Wen I went to replace the spark plug the metal loop that connects the spark plug to the coil pulled out.
Part #4 in this diagram:
https://www.diyspareparts.com/parts/stihl/diagrams/km-130/168dc7b9-56d5-4ed0-9142/

I have it an part #3 in the truck waiting for my Stihl dealer to open in the AM. but looking at that diagram it looks like they aren't one part (I thought that it was a single part).

If you don't have the manual but know how to fix this that would be great too.

Thanks -Jason


----------



## Bedford T (Jul 14, 2017)

There are YouTube's. The wire is separate and the sharp point sticks in the wire and you pull it through the boot together.

You can unscrew the wire from the base of the coil and thread the end through the boot. There are different approaches to the same end.


----------



## kayak1 (Jul 14, 2017)

Thanks for the help, I have it working (I hope that I am in the middle of the wire). I do wish that it was a better connection as this doesn't feel the most secure. 

If someone can still share the service manual it would be appreciated. 

Thanks again -Jason


----------



## Bedford T (Jul 14, 2017)

You are asking in the wrong place
http://www.arboristsite.com/community/threads/the-beg-for-manuals-thread.68615/page-1333


----------



## kayak1 (Jul 14, 2017)

Bedford T said:


> You are asking in the wrong place
> http://www.arboristsite.com/community/threads/the-beg-for-manuals-thread.68615/page-1333



Thanks, this thread was still great as I am now working. 

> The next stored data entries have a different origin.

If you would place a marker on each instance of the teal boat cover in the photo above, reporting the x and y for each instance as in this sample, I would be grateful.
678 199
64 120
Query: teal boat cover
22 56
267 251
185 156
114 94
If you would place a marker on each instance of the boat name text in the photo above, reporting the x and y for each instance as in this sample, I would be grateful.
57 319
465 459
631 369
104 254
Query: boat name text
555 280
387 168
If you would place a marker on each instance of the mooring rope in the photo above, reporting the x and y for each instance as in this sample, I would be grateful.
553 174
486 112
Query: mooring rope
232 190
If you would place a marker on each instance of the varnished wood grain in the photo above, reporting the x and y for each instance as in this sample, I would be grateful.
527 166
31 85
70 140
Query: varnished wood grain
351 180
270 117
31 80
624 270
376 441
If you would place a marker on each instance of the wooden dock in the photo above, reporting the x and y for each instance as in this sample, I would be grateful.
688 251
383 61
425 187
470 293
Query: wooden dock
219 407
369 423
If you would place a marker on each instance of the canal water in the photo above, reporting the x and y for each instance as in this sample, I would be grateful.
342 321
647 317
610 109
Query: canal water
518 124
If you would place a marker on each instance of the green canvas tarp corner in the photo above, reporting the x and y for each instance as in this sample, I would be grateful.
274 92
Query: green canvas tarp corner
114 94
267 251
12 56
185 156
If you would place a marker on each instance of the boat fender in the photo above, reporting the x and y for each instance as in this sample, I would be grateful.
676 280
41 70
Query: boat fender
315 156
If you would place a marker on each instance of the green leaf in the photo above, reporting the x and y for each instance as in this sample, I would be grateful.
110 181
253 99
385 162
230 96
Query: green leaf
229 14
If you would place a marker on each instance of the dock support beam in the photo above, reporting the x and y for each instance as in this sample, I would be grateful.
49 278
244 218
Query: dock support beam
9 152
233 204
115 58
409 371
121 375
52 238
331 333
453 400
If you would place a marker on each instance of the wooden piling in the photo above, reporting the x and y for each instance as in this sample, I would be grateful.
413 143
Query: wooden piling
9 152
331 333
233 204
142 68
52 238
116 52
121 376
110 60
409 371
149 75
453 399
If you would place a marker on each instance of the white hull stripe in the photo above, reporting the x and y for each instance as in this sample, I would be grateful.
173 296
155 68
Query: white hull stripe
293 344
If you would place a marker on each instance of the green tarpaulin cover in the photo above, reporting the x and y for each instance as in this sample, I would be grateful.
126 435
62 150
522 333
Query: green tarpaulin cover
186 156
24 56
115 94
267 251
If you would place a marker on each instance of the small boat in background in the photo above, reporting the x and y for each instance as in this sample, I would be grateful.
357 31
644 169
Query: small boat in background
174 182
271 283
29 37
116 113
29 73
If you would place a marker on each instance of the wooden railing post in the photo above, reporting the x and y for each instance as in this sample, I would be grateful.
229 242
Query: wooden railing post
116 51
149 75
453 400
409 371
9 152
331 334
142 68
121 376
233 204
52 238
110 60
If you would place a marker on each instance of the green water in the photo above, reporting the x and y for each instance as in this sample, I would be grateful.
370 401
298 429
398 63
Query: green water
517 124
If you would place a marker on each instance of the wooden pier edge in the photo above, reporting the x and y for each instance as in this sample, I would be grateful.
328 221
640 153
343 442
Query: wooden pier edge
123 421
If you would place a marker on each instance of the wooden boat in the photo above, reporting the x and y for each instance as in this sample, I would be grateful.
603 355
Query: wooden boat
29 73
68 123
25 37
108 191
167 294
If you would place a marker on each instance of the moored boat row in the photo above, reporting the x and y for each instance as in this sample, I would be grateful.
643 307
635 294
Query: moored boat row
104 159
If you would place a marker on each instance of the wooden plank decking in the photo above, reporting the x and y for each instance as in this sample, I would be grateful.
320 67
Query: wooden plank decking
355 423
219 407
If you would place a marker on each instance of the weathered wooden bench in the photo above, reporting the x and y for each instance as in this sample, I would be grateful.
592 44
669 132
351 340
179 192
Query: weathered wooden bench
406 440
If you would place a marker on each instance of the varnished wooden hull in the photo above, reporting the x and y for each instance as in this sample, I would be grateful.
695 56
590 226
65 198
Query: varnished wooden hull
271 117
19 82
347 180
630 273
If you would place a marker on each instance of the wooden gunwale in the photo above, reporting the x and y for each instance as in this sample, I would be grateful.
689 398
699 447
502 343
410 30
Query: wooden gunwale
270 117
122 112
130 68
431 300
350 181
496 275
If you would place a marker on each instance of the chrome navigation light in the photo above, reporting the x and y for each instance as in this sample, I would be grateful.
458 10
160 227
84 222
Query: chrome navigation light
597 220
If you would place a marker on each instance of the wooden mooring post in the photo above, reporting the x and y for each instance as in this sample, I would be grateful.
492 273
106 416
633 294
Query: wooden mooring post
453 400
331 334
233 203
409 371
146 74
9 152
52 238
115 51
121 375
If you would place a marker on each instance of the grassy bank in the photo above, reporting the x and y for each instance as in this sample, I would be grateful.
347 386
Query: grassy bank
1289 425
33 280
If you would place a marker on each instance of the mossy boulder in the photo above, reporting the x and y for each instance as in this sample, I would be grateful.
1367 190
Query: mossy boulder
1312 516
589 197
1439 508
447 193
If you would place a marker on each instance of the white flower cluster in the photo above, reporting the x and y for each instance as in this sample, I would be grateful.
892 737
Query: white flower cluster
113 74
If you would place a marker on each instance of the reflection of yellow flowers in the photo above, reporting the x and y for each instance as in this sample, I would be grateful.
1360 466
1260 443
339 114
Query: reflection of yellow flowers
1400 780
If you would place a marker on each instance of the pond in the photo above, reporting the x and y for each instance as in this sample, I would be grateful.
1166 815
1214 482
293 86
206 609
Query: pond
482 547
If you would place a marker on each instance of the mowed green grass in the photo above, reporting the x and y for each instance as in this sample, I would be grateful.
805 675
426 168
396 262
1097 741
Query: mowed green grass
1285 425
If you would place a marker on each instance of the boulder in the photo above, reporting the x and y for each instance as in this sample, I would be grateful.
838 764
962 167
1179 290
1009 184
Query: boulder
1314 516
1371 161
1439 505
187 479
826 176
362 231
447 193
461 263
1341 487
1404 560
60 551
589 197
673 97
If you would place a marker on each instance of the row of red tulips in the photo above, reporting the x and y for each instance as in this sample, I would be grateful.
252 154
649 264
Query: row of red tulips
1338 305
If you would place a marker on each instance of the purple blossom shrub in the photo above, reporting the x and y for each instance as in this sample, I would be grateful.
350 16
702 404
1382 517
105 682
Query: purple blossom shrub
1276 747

I will open a new thread in the correct place. 

Thanks -Jason


----------



## Bedford T (Jul 14, 2017)

No one passing out manuals would have seen it until they just noticed it. I did not want you to have to wait. Backhoelover posted the manuals for someone yesterday maybe (kombi manual)but I could not find the thread. Great you are fixed up.


----------